The EU watchdog said on Tuesday (9 April) MasterCard's fees were a concern in view of the growing role of non-cash payments.
"Fees charged for payments made by cardholders from non-European countries can be quite high. Actually, these types of fees are generally much higher than those charged within Europe," Commission spokesman Antoine Colombani said.
The world's second-largest credit and debit card network after Visa has already been banned by EU antitrust regulators from charging cross-border card fees within Europe after a Commission ruling in 2007.
The latest investigation will also examine some of the company's other business practices in the EU which the regulator said could hinder e-commerce and cross-border trade.
MasterCard's premium cards, which levy higher fees than normal cards, would also come under scrutiny, Colombani said.

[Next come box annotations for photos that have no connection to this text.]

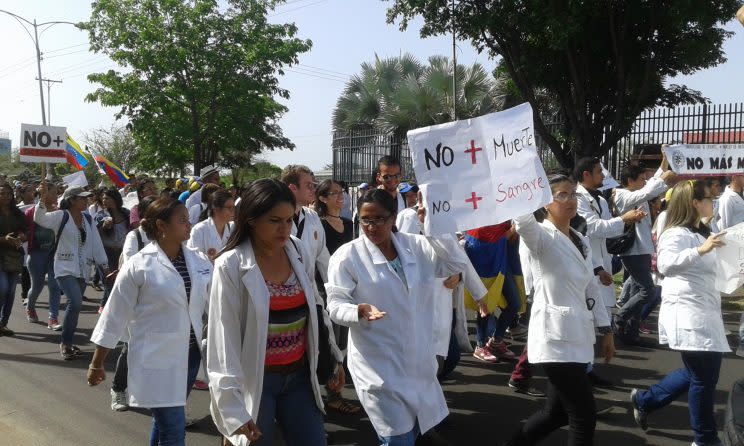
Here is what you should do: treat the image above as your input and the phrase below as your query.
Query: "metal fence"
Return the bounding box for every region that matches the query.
[332,103,744,185]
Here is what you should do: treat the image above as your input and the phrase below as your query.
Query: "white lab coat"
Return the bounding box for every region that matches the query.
[207,237,343,446]
[34,203,108,280]
[716,186,744,231]
[91,242,212,408]
[326,232,465,437]
[515,214,610,364]
[292,207,331,283]
[656,227,731,352]
[188,217,235,259]
[614,176,669,256]
[576,184,625,308]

MasterCard, which could be fined up to $740 million, or 10% of its 2012 revenue if found guilty, said it would cooperate with the Commission.
The European Consumer Organisation (BEUC) welcomed the regulatory action, saying inter-bank fees push up prices, hurting consumers whether they pay with cash or with a card.
"So in the end, all consumers are hit by a scheme which ultimately rewards the card company and issuing bank," BEUC Director General Monique Goyens said in a statement.
EU retail lobby EuroCommerce, whose 1997 complaint triggered the first regulatory investigation into MasterCard, also welcomed the Commission's action but said more could be done. EuroCommerce is a body representing six million retail and trading companies in Europe.
"Despite a Commission decision and a European Court judgment, card fees in many member states remain far too high," EuroCommerce Director General Christian Verschueren said in a statement.
Mastercard challenged the Commission's 2007 ruling, but did agree to cap debit card fees at 0.20% and credit card fees at 0.30% of purchases while waiting for Europe's top court to rule on its challenge.
EU regulators are also investigating Visa Europe, the European licensee of Visa Inc and Europe's largest card network, over its credit card fees.
The Commission said it planned to propose rules on card fees before the summer to ensure a level playing field.